In the United States, nonprofits called organ procurement organizations, or OPOs, are responsible for finding and evaluating potential donors, interacting with grieving families and hospital administrations, and recovering and delivering organs — all while following the federal laws that serve as both their mandate and guardrails. Recent studies estimate that obstacles and inefficiencies lead to thousands of organs going uncollected every year, even as the demand for transplants continues to grow.
“There’s been little transparent data on organ procurement,” argues Adam. Working with MIT computer science professors Marzyeh Ghassemi and Ashia Wilson, and in collaboration with stakeholders in organ procurement, Adam led a project to create a dataset called ORCHID: Organ Retrieval and Collection of Health Information for Donation. ORCHID contains a decade of clinical, financial, and administrative data from six OPOs.
“Our goal is for the ORCHID database to have an impact in how organ procurement is understood, internally and externally,” says Ghassemi.
Efficiency and equity 
It was looking to make an impact that drew Adam to SES and MIT. With a background in applied math and experience in strategy consulting, solving problems with technical components sits right in his wheelhouse.
“I really missed challenging technical problems from a statistics and machine learning standpoint,” he says of his time in consulting. “So I went back and got a master’s in data science, and over the course of my master’s got involved in a bunch of academic research projects in a few different fields, including biology, management science, and public policy. What I enjoyed most were some of the more social science-focused projects that had immediate impact.”
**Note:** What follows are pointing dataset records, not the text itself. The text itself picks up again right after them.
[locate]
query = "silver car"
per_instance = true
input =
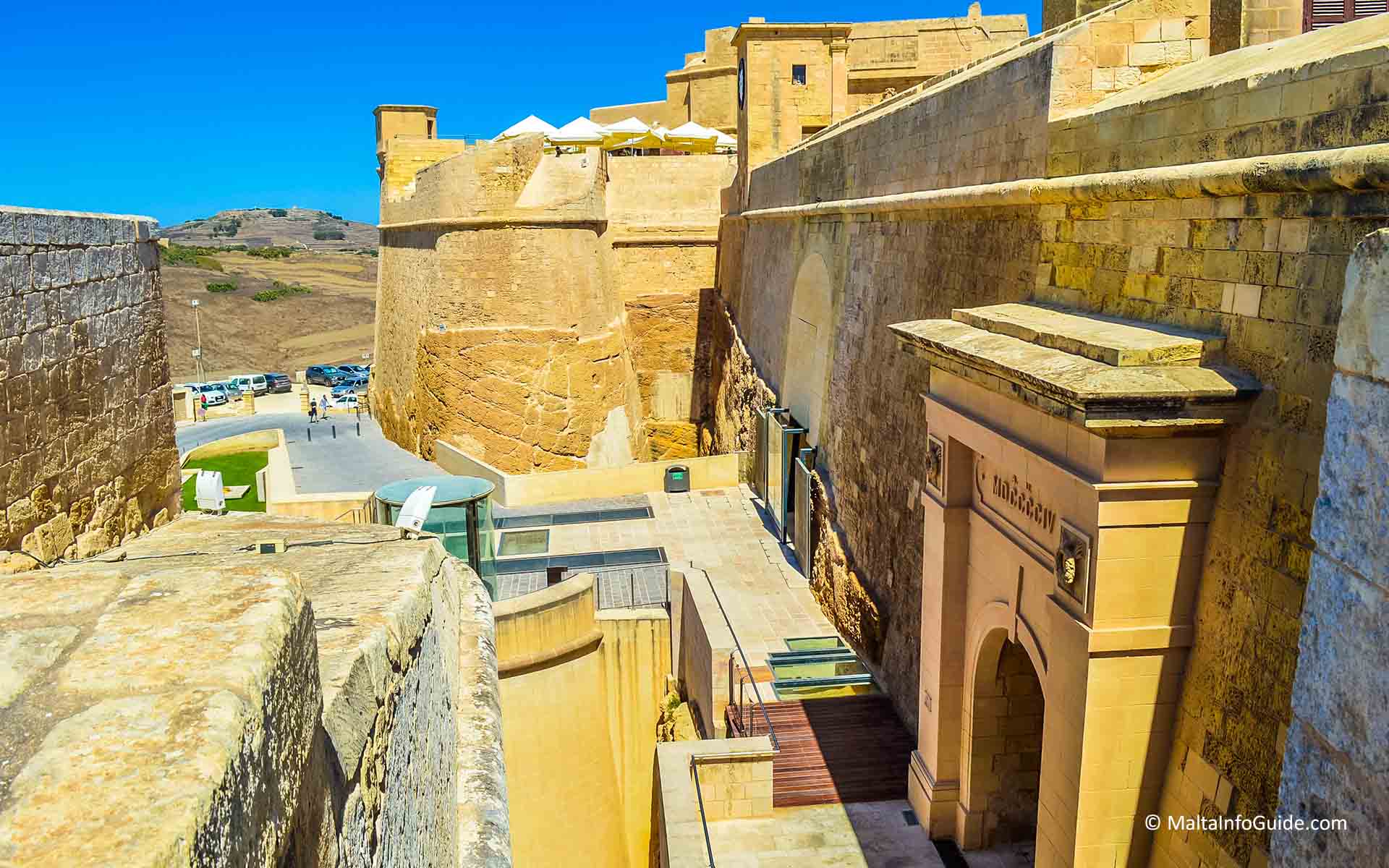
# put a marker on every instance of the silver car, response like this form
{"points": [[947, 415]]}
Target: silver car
{"points": [[216, 395]]}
As a grad student in SES, Adam’s research focuses on using statistical tools to uncover health-care inequities, and developing machine learning approaches to address them. “Part of my dissertation research focuses on building tools that can improve equity in clinical trials and other randomized experiments,” he explains.
One recent example of Adam’s work: developing a novel method to stop clinical trials early if the treatment has an unintended harmful effect for a minority group of participants. “I’ve also been thinking about ways to increase minority representation in clinical trials through improved patient recruitment,” he adds.
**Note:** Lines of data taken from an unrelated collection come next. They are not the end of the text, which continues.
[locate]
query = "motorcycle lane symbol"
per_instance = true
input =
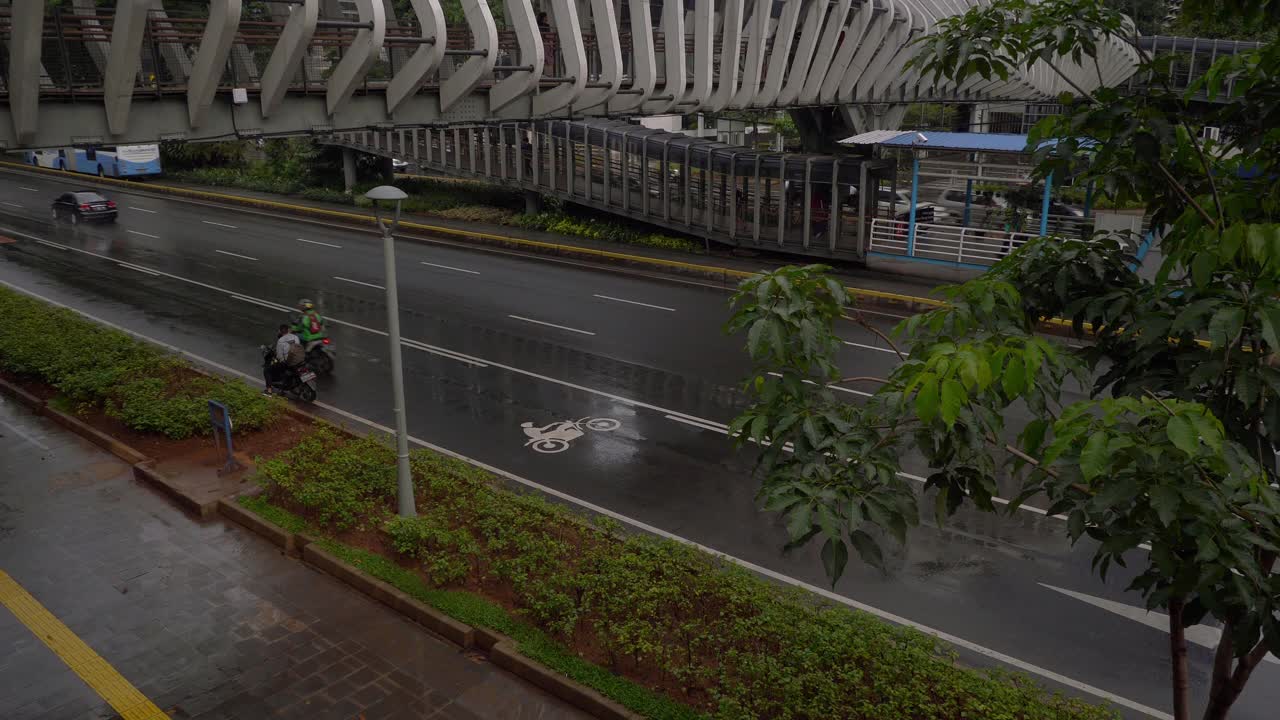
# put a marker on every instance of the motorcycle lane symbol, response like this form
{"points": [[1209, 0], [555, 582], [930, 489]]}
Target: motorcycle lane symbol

Racial inequities in health care extend into organ transplantation, where a majority of wait-listed patients are not white — far in excess of their demographic groups’ proportion to the overall population. There are fewer organ donations from many of these communities, due to various obstacles in need of better understanding if they are to be overcome. 
“My work in organ transplantation began on the allocation side,” explains Adam. “In work under review, we examined the role of race in the acceptance of heart, liver, and lung transplant offers by physicians on behalf of their patients. We found that Black race of the patient was associated with significantly lower odds of organ offer acceptance — in other words, transplant doctors seemed more likely to turn down organs offered to Black patients. This trend may have multiple explanations, but it is nevertheless concerning.”
Adam’s research has also found that donor-candidate race match was associated with significantly higher odds of offer acceptance, an association that Adam says “highlights the importance of organ donation from racial minority communities, and has motivated our work on equitable organ procurement.”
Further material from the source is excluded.